Veículos de mídia iranianos divulgaram no sábado (6) imagens da operação da Força Aeroespacial da Guarda Revolucionária do Irã contra bases militares dos Estados Unidos na região.
Nas imagens, é possível ver o lançamento de vários mísseis. Também são exibidos dois cartazes fixados aos corpos dos projéteis.
Em um deles, aparece o primeiro-ministro israelense Benjamin Netanyahu inclinado sobre um caixão coberto com a bandeira dos EUA, fazendo um gesto de aprovação, ao lado da frase: "Obrigado pelo serviço". No outro, há uma fotografia do aiatolá Ali Khamenei, morto na agressão dos Estados Unidos e de Israel, com a inscrição: "No caminho do amor, não quebraremos nossas promessas".
O CGRI confirmou uma série de ataques com mísseis contra instalações norte-americanas no Oriente Médio, em resposta a agressão contra o distrito de Sirik e a ilha de Qeshm.
"Após a agressão perpetrada pelo Exército dos Estados Unidos, assassino de crianças e terrorista, contra Sirik e a ilha de Qeshm, mísseis aeroespaciais foram lançados contra bases inimigas na região", afirmou o órgão.

Segundo o CGRI, duas bases aéreas dos EUA foram atingidas de forma imediata: a base de Al Salem, no Kuwait, e instalações ligadas à base naval da Quinta Frota dos Estados Unidos no Bahrein.

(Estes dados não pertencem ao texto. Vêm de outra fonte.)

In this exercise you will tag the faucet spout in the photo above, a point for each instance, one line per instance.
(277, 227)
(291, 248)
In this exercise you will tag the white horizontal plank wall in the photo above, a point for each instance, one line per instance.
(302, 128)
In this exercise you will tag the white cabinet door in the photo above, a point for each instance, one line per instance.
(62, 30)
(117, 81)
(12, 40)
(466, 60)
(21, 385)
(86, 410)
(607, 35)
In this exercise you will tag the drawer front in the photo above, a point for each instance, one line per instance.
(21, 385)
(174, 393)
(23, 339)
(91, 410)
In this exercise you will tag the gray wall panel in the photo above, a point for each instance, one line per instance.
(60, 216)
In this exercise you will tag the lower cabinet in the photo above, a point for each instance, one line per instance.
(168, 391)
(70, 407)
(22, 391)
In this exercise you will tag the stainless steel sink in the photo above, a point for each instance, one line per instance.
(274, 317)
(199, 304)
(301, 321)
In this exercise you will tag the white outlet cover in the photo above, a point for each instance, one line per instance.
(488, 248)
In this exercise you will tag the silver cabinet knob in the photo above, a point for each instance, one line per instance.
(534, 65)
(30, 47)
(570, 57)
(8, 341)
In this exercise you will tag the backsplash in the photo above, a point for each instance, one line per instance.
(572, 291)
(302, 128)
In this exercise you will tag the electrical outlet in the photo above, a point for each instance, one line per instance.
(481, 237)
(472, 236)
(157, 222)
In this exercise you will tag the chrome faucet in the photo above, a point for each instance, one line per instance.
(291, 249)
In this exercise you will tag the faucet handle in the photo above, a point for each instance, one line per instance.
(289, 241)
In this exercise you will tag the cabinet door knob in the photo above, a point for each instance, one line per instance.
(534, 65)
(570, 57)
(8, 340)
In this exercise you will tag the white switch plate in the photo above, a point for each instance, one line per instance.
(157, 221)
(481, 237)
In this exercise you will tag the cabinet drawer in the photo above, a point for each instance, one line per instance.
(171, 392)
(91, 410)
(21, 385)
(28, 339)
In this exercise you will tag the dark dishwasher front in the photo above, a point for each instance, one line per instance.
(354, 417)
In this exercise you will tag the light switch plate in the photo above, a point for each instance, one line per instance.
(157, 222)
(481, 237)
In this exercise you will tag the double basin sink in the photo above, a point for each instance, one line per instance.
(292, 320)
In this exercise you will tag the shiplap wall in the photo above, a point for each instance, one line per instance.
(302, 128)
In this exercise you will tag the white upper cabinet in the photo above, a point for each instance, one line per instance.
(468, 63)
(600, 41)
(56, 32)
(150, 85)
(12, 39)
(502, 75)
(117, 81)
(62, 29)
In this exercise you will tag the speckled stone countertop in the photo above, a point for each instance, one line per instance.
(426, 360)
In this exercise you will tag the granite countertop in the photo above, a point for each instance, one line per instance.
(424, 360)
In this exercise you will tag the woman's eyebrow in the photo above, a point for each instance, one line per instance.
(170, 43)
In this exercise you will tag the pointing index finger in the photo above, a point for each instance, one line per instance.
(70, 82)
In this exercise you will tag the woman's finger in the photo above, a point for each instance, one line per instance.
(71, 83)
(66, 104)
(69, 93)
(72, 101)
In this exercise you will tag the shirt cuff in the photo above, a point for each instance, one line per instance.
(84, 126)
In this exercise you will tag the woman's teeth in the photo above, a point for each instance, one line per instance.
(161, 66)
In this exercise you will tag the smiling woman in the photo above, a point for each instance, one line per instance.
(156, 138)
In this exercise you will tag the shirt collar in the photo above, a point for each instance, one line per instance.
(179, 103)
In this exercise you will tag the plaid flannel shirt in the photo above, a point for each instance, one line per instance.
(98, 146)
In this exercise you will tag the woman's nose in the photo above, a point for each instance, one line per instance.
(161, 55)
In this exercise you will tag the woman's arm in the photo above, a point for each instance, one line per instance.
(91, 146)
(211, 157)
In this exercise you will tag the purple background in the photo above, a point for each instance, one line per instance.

O grupo também advertiu que, caso os ataques se repitam, "uma resposta limitada não será suficiente" e que Washington poderá ser responsabilizada pelas "consequências do fechamento total do Estreito de Ormuz" às exportações de petróleo e gás.
Trump redefine alcance do cessar-fogo
Apesar de o cessar-fogo firmado em 6 de abril seguir tecnicamente em vigor, o presidente dos Estados Unidos, Donald Trump, reinterpretou seu alcance nesta semana. Segundo ele, o mais realista seria esperar uma "moderação" das hostilidades, e não a suspensão total dos confrontos.
"Mais ou menos assim: é outra parte do mundo. Eu diria que, naquela região, um cessar-fogo é quando os disparos ficam mais moderados. Um dia de cada vez", declarou Trump ao ser questionado pela imprensa.